Growing up in Chile, he was an avid fan of videogames and classic 80s movies. Before he even knew what he wanted to do with his life, he was sure that it at least had to be related to videogames. After graduating with a Masters in International Marketing, he attended Festigame, the biggest Chilean video games convention, which was just getting started at the time. There, he met the guys of IguanaBee, who ended up hiring him for his first Community Manager job. Eventually, after many rounds of interviews, he landed a position at Blizzard Entertainment and moved to the U.S. In the words of Honour himself, this role, “allowed me to combine my love of videogames and my career interests in Marketing.” Luckily, he had focused on social media during his studies, which did not seem necessary at the time, but has proven extremely helpful during his career and allowed him to pursue his passions.
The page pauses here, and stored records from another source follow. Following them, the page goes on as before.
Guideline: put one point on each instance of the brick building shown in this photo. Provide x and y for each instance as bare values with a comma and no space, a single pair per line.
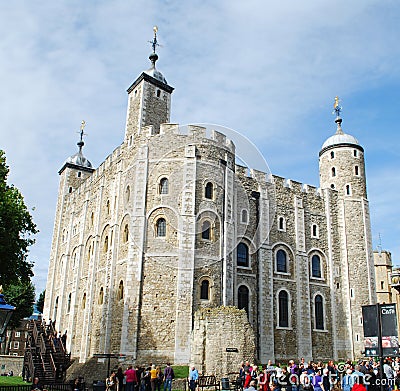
169,224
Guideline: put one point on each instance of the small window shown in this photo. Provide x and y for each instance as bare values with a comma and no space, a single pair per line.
283,309
281,266
126,234
101,296
319,312
69,303
163,187
244,216
206,230
120,294
84,301
242,255
161,228
208,193
205,290
316,266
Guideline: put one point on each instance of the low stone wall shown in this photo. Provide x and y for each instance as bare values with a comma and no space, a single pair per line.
11,363
222,337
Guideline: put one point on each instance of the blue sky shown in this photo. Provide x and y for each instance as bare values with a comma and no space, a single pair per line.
267,69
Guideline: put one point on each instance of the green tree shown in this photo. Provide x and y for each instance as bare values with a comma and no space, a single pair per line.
22,296
40,301
16,229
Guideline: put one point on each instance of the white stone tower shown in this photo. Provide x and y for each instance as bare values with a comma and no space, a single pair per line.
342,169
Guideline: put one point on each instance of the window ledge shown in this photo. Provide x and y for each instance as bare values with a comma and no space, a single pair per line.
321,331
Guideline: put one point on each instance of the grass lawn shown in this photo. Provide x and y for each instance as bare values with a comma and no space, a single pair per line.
12,381
181,371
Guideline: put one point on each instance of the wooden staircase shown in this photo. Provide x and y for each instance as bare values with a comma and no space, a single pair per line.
45,357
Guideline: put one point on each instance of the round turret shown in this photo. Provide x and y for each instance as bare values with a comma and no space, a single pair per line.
341,163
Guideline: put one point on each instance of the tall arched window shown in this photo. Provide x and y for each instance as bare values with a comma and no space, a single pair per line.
206,230
319,312
208,193
55,309
281,264
120,294
283,309
126,234
281,224
69,303
243,298
105,247
205,290
163,187
161,227
101,295
84,301
316,266
242,255
244,216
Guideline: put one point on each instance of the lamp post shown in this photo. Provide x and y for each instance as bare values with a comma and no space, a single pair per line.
6,311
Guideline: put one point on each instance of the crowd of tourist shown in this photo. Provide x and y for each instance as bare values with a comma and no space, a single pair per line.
317,376
141,378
As a Community Manager at Blizzard Entertainment, Christopher Honour’s key objective is to make sure their players stay engaged in between releases of new content. If there is nothing new with the game, it is his responsibility to come up with a new and exciting project for the community, including tournaments, fanart contests, etc. One of the most important tasks to ensure success as a Community Manager is understanding gamer sentiment. This is true even “more so today than it’s ever been before,” according to Honour. The internet has opened a portal, allowing gamers to voice their opinions directly to each other as well as the game developers. It is crucial that companies are mindful of these communications and act upon the feedback correctly. In order to paint a full picture, one must gather data from all social channels including Facebook, Twitter, Instagram, and Youtube. However, the feedback is never simple and easy to interpret. The conversations tend to be very split, meaning that in understanding the sentiment, “you may end up taking a whole lot more time than you normally would, and counter intuitively, it’s when it matters most that you need to assess this the quickest,” as said by Honour. Community Managers have to accept the limitations of being human and know that it is impossible for them to accurately measure something as complex and subjective as gamer sentiment. It is their responsibility to only make the best approximation of the truth at that given time, and act upon it accordingly.
In the near future, Christopher Honour expects technology to get better at gathering and sorting through the necessary information to effectively manage a community. One of his main challenges as a Community Manager is having too many things to do and not nearly enough time. With the help of developing technology, his time could be freed up dramatically, and his gamer sentiment analysis more timely and accurate. However, Honour is not worried about being replaced by AI. Although technology could definitely empower and assist Community Managers, the position still requires the “soft skills” of a human.